Thursday, December 28, 2006
Whether it falls in the form of a soft powder or a mushy slush, snow is a fact of life in the Lower Valley.
We may not get as much as the mountains or even as much as Yakima a few miles up north, but the snow does fall here.
And the Lower Valley communities of Sunnyside, Mabton and Grandview are prepared when it does.
Sunnyside has a dedicated road crew of six employees who are always on standby for snow emergencies. All told, though, the city has 16 people available to help out with an especially heavy snowfall.
John Stanton of Sunnyside's roads department said the city has nine vehicles available, including four snowplows and one de-icing machine.
Public Works Director Jim Bridges said beginning this winter the city has gone to a liquid de-icer that is applied to the roadway.
"First of all we keep an eye on the long range weather forecast," Bridges said. "We apply liquid de-icer when we know an event is going to happen."
Bridges noted, for example, that it's crucial to get the de-icer down before a freezing rain hits because it will help prevent ice from sticking to the roadway.
Bridges said that, in turn, helps the city save money in paying less overtime and equipment costs for sanding roads, then additional manpower to clean the sand off the roadways.
Bridges said the city has a budget of $10,000 for snow removal in 2007. He said the city is well under budget for 2006.
When snow falls, especially as heavy as it did last Saturday, the city will at times lay down a layer of sand to battle slick spots that are already iced up.
It also must plow the snow to keep traffic humming through the city.
Sunnyside's primary snow removal route flows east to west along First Street between Alexander Road and Lincoln Avenue. From there crews clear Fourth, Sixth, Ninth, 13th and 16th Streets, as well as Yakima Valley Highway. The route also covers Edison and Lincoln Avenues, as well as Allen Road.
Bridges said the city has added N. 16th Street to its snow removal route to accommodate the new Sierra Vista Middle School. The snow route also encompasses the main roads leading to the Harrison Hill area, including Grandview Avenue.

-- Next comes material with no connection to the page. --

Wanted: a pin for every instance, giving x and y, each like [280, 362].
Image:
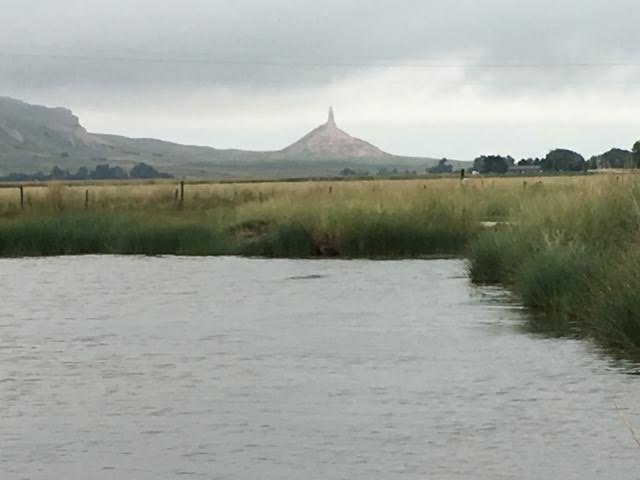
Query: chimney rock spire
[332, 119]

The city of Grandview spends more on snow removal, about $20,000 per year, and uses more manpower in plowing snow to the center of the street before hauling it away to city parks.
Santos Trevino, a public works foreman for Grandview, said a grader is also used to make sure turn lanes are opened up as crews plow to the middle of the road.
Like Sunnyside, Grandview also uses de-icer. Trevino said city crews keep an eye on internet weather forecasts to help them know when to apply the liquid de-icer.
Grandview has a road crew of five people and a total of 10 employees who could be available to help out during a snow event.
To attack icy trouble spots, Trevino said Grandview uses crushed red rock instead of sand.
"It's easy to clean up and it breaks up pretty easy so it won't break a windshield," he says.
Grandview's snow plow route follows Wine Country Road to Division Street, then Second Street from Elm to Hillcrest. Trevino said the city's primary snow route also plows Euclid, Fir, Fifth and Grandridge.
Trevino said Grandview has a total of six rigs available for hauling and/or plowing snow.
"If it gets too bad we hire contractors to haul the snow away," he said.
Over in Mabton, Police Officer Mike Britton said city crews use a grader, a dump truck for sand and a backhoe. Britton said that Mabton plows snow to the center of the roadway and, when the white stuff piles too high it is hauled away, usually to a high school field.
Britton said the city uses a sand/salt mix after a snow storm and during icing conditions.
Mabton's primary snow plow/sanding route follows Main Street and includes all intersections, as well as Washington Street.